“Man, it’s an alien world down there,” my dad says,
pulling off his mask, stroking
the cross that hangs down his neck.
“Tiny little suckers, those bottom feeders.
Can’t get too close to ‘em,
they just scurry away.”
Waist-deep in warm water, my dad’s voice
trailing through the cove, I take a deep breath
of heavy air before my legs go limp,
and I go deaf.
Swallowed in one gulp, the rising bubbles
tickle my chest. I open my eyes—
black marble eyes of an eel bore into me,
jaws unhinged. My skin recoils;
My teeth clamp down on the snorkel.
The dark tunnel of the mouth shivers
me, but I fear drowning more. Staring
into the abyss, I plead:
I need directions.
Miles upon miles of black rubber ooze
from the crevice into the sea;
And I follow.
The eel takes me downtown
through silty boulevards, schools of silver
needlefish, and cul-de-sacs much like my own.

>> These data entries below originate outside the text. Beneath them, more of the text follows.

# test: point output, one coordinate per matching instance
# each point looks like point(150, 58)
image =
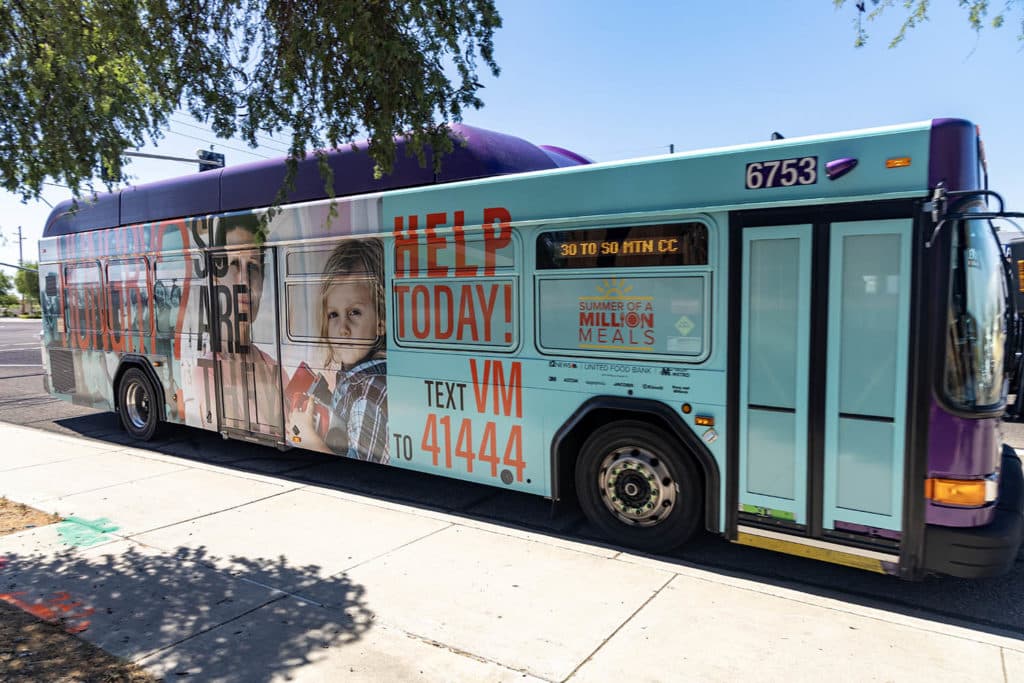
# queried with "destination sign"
point(664, 245)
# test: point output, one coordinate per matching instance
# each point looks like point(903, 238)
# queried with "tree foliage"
point(979, 14)
point(85, 80)
point(27, 282)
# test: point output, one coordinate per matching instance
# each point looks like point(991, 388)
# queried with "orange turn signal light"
point(966, 493)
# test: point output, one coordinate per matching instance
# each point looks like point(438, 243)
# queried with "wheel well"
point(596, 413)
point(143, 365)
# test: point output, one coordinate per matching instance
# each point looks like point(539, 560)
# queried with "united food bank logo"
point(616, 318)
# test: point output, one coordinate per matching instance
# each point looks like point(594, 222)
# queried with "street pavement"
point(200, 571)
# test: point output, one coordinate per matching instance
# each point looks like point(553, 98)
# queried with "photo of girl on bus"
point(353, 421)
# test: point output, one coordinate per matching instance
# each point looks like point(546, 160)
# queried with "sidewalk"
point(203, 572)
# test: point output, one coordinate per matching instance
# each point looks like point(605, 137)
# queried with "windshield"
point(977, 332)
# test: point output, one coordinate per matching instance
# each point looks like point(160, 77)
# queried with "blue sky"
point(614, 80)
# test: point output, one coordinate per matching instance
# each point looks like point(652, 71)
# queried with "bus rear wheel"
point(137, 404)
point(638, 486)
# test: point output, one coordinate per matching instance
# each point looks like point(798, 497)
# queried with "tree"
point(85, 80)
point(27, 282)
point(977, 15)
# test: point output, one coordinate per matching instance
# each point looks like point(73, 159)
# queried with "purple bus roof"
point(477, 154)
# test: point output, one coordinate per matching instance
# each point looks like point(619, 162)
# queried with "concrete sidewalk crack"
point(620, 627)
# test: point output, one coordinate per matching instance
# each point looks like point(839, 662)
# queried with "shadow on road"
point(176, 612)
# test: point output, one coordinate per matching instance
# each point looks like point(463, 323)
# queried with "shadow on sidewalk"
point(990, 605)
point(179, 612)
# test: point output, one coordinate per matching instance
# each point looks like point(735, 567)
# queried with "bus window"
point(128, 293)
point(83, 298)
point(617, 312)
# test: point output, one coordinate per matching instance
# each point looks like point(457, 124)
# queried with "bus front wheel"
point(638, 486)
point(137, 404)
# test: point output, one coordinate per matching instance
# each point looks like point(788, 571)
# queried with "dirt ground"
point(32, 649)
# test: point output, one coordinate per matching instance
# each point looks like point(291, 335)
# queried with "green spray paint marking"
point(768, 512)
point(85, 532)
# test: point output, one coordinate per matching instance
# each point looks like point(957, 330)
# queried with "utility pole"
point(20, 262)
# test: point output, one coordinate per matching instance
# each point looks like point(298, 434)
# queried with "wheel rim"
point(637, 486)
point(137, 404)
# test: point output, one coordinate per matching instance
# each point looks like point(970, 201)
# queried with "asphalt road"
point(987, 604)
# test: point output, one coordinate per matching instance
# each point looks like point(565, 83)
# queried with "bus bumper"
point(982, 551)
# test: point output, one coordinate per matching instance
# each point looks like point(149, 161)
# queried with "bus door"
point(244, 337)
point(822, 382)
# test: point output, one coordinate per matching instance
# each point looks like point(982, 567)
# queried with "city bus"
point(798, 344)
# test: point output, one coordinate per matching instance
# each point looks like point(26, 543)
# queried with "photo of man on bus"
point(251, 376)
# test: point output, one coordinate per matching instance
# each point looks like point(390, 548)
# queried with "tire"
point(639, 486)
point(138, 404)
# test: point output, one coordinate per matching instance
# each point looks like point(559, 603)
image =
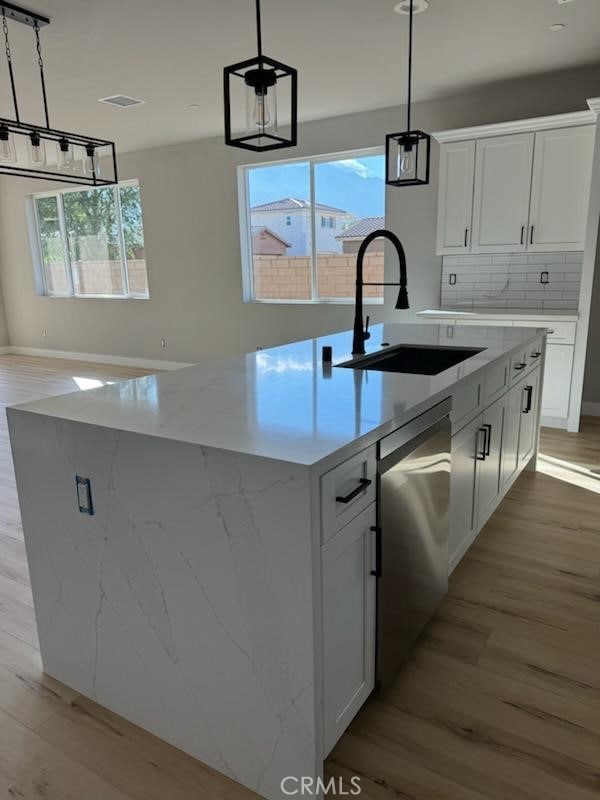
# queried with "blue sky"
point(355, 184)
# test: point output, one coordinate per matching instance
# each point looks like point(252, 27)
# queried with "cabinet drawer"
point(495, 382)
point(558, 332)
point(346, 490)
point(467, 402)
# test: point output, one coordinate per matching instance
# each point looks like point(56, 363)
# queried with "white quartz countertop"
point(282, 403)
point(500, 313)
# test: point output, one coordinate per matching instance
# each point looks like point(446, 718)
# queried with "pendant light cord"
point(38, 46)
point(258, 30)
point(10, 67)
point(410, 35)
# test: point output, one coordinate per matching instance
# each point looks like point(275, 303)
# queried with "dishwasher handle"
point(348, 498)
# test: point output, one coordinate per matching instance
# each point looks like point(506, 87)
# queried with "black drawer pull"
point(363, 483)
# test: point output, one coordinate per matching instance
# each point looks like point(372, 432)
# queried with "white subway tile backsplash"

Sea stars hug the cauliflower coral,
tanning their zucchini-purple backs
under the bellies of a hundred rays;
A reef octopus flirts with an army
of green anemones, linking arms in a
delicate dance till tide over.
And in the eye of my streamline comrade,
a white speck—Polaris, backdropped by
ocean night—a color, a language
I’d never felt, yet understood at once.
I remove my mouth piece;
My head never felt lighter.
Meanwhile,
somewhere off in a remote world,
my family sits underneath the almond tree,
humming their hymns,
not realizing I was baptized
the moment I disappeared.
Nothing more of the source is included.